| Title: | Visualization and Analysis of Nominal Variable Distributions |
| Version: | 1.0.2 |
| Description: | Provides tools for visualizing and analyzing the shape of discrete nominal frequency distributions. The package introduces centered frequency plots, in which nominal categories are ordered from the most frequent category at the center toward less frequent categories on both sides, facilitating the detection of distributional patterns such as uniformity, dominance, symmetry, skewness, and long-tail behavior. In addition, the package supports Pareto charts for the study of dominance and cumulative frequency structure in nominal data. The package is designed for exploratory data analysis and statistical teaching, offering visualizations that emphasize distributional form rather than arbitrary category ordering. |
| License: | MIT + file LICENSE |
| Encoding: | UTF-8 |
| RoxygenNote: | 7.3.3 |
| Depends: | R (≥ 4.1.0) |
| LazyData: | true |
| Imports: | dplyr, ggplot2 |
| Suggests: | knitr, rmarkdown, testthat (≥ 3.0.0) |
| VignetteBuilder: | knitr |
| Config/testthat/edition: | 3 |
| NeedsCompilation: | no |
| Packaged: | 2026-03-21 18:26:31 UTC; norberello |
| Author: | Norberto Asensio |
| Maintainer: | Norberto Asensio <norberto.asensio@ehu.eus> |
| Repository: | CRAN |
| Date/Publication: | 2026-03-21 18:40:02 UTC |
Alice in Wonderland word dataset
Description
Tokenized words from Alice's Adventures in Wonderland by Lewis Carroll. Each row represents a single word occurrence, allowing analysis of word frequency distributions and demonstration of Zipf-like behavior in natural language.
Usage
alice
Format
A data frame with one column:
- word
Character. Tokenized word from the text.
Source
Public domain text (Lewis Carroll, 1865)
Categories: Uniform Distribution of Bikinibottom Species
Description
A dataset of dummy nominal data inspired by characters/species from the Bikini Bottom universe (SpongeBob SquarePants). This dataset simulates a roughly uniform distribution across 11 species, with a total of 250 observations. It was intentionally designed to be uniform-like for testing nominal distribution visualization functions.

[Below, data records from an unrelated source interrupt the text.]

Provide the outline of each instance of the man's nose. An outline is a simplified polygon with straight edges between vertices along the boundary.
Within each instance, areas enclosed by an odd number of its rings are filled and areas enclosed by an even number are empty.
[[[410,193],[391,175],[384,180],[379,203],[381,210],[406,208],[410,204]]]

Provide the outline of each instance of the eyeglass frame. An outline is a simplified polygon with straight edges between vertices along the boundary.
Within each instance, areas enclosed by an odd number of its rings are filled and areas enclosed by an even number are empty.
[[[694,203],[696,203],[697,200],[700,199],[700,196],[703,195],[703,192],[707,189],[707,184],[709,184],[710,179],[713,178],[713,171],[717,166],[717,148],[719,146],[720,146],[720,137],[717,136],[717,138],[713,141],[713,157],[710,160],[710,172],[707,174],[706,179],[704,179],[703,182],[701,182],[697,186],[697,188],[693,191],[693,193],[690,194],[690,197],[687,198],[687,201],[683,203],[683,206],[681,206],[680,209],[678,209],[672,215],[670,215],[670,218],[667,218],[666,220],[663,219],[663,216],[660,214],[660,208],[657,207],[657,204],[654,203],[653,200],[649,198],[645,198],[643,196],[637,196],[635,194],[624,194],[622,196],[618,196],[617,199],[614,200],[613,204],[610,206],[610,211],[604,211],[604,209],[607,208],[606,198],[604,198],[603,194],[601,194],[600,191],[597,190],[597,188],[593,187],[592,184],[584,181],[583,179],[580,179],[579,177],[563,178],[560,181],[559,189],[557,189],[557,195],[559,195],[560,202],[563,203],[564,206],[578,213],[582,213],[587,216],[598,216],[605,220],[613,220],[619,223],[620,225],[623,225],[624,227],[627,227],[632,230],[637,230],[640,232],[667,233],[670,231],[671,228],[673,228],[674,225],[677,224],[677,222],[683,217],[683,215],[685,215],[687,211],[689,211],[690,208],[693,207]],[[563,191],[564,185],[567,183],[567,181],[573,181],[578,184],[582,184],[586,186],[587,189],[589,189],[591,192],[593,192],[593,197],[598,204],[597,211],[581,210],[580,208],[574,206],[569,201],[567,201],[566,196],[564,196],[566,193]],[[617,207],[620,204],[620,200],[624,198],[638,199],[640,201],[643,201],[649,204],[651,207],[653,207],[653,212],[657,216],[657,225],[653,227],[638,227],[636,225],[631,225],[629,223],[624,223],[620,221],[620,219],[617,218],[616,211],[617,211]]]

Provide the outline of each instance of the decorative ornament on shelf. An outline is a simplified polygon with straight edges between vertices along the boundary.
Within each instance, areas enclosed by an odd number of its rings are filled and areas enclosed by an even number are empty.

A simple dataset of categorical values used for examples.
Usage
categories
categories
Format
A data frame with 250 rows and 1 variable:
- animal
Character. Species/animal names. 11 species inspired by Bikini Bottom.
A data frame with 1 column:
- animal
Factor with animal categories as letters
Source
Generated for examples
Examples
categories
# Ranked bar plot of species frequencies
ranked_barplot(categories, "animal")
# Centered bar plot (most frequent in the center)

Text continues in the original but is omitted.